Let’s see how it goes after a few more experiments.

January 2018 Savings, plus other updates

Anyone do ‘Dry January’? Although some of my friends and family did, I didn’t bother. Since I don’t drink during the week, I see little point in depriving myself at weekends. Apparently, my sister failed on day THREE, haha!

Anyway, this month I tried to lead a frugal nun-like existence. That meant turning down social events, no eating out/takeaways (massive assumption here that nuns don’t have social events, eat out or have takeaways…).

My only purchases were basic groceries (including necessary toiletries), a gift voucher (for nephew’s birthday), stamps and a pair of socks. No January sales for me.  Packed lunches for work, except for perhaps on 4 occasions where I spent less than £2 on my lunch.

On the one hand, it felt great knowing that I was going to save more of my salary this month. On the other, the frugal existence didn’t make me feel too happy and in the end, to preserve my sanity, I succumbed and forked out to see the latest Star Wars film at the cinema.

I think I already have my expenses and spending down to a decent level allowing me to save/invest whilst enjoying life – there was probably no need for me to do a frugal January but I thought I’d try it anyway. I have to say it’s not something I’ll be attempting again in a hurry, not to this extreme.

So, did my being very frugal affect how I much I saved in the first month of the year?

Yes, because I saved 59.3% – it could have been more if I didn’t have some December expenses on my credit card bill.

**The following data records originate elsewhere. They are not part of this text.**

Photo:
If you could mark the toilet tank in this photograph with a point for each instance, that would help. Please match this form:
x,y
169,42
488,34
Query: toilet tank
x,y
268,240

I know, I know…imagine if I could do this every month! But no, living like this isn’t something I would choose to do long-term, even knowing that it would help me achieve my goals quicker. I guess I’m just not in that much of a rush!

The above savings include my £25 Premium Bonds win, £16.32 from TopCashback*, £63.22 from Google Adsense (my annual payout!), £71.16 affiliate income from OddsMonkey, £130 matched betting profits, and £50 rent received.

Shares and Investment Trusts

I started investing in Witan Pacific IT this month, for some diversification.

Current share/IT portfolio can be found here.

(Entire portfolio here)

Future Fund 

The rise of sterling and small wobbles in the market caused my Future Fund to stay pretty much the same at £133,045, despite the capital injection this month. Whatever, I’m just going to continue investing anyway.